My son asked me a really good question after a great sermon on Sunday evening. The preacher pointed out that there are things God cannot do; he cannot lie for example and he cannot be tempted either.
How then was Jesus tempted by Satan in the wilderness? Rufus asked. Was that temptation real? The writer to the Hebrews thinks that it was when he writes that Jesus was tempted like us in every way and yet was without sin. So what is the answer?
Image may be NSFW.
Clik here to view.The answer is that Jesus isn’t superman. Or more precisely Jesus isn’t Clark Kent. We all know how the story goes – in the superman films people think they’re face to face with an ordinary human-being yet we know that behind the persona Superman’s real identity is simply disguised.
It was Apollinaris of Laodicea (died 390) who taught that the best way to think about Jesus is that he was God carried around in a human body and that tends to be the way most of us still think of Jesus today. But the church rejected Apollinaris’s error and recognised that the Bible affirms that Jesus Christ was fully God and fully man in one person, and will be for ever.
Because Jesus was fully man he had not just a human body but a human mind and human emotions because Jesus was fully God ‘in him all the fullness of God was pleased to dwell’ Colossians 1:19. One person with two natures and those two natures inseparable yet distinct.
So Grudem concludes in his Systematic Theology the eternal Son of God took to himself a truly human nature, and Christ’s divine and human natures remain distinct and retain their own properties, yet they are eternally and inseparably united together in one person.
Jesus was no less human than you or I
Now that is really good news when it comes to the Christian life – not least when it comes to temptation. For there is a man (more than a man, but not less) who was tempted like me in every way and the promise given us is clear.
Let us then approach the throne of grace with confidence, so that we may receive mercy and find grace to help us in our time of need. – Hebrews 4:16.
And before we refuse to go to Jesus with our temptations because we think to ourselves but Jesus never sinned and therefore doesn’t really know temptation as I do a word of advice from CS Lewis.

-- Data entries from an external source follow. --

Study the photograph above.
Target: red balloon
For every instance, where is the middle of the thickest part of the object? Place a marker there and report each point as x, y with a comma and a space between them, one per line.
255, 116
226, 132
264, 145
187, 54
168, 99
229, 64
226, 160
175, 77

No man knows how bad he is till he has tried very hard to be good. A silly idea is current that good people do not know what temptation means. This is an obvious lie. Only those who try to resist temptation know how strong it is. After all, you find out the strength of the German army by fighting against it, not by giving in. You find out the strength of a wind by trying to walk against it, not by lying down. A man who gives in to temptation after five minutes simply does not know what it would have been like an hour later. That is why bad people, in one sense, know very little about badness — they have lived a sheltered life by always giving in. We never find out the strength of the evil impulse inside us until we try to fight it: and Christ, because He was the only man who never yielded to temptation, is also the only man who knows to the full what temptation means — the only complete realist.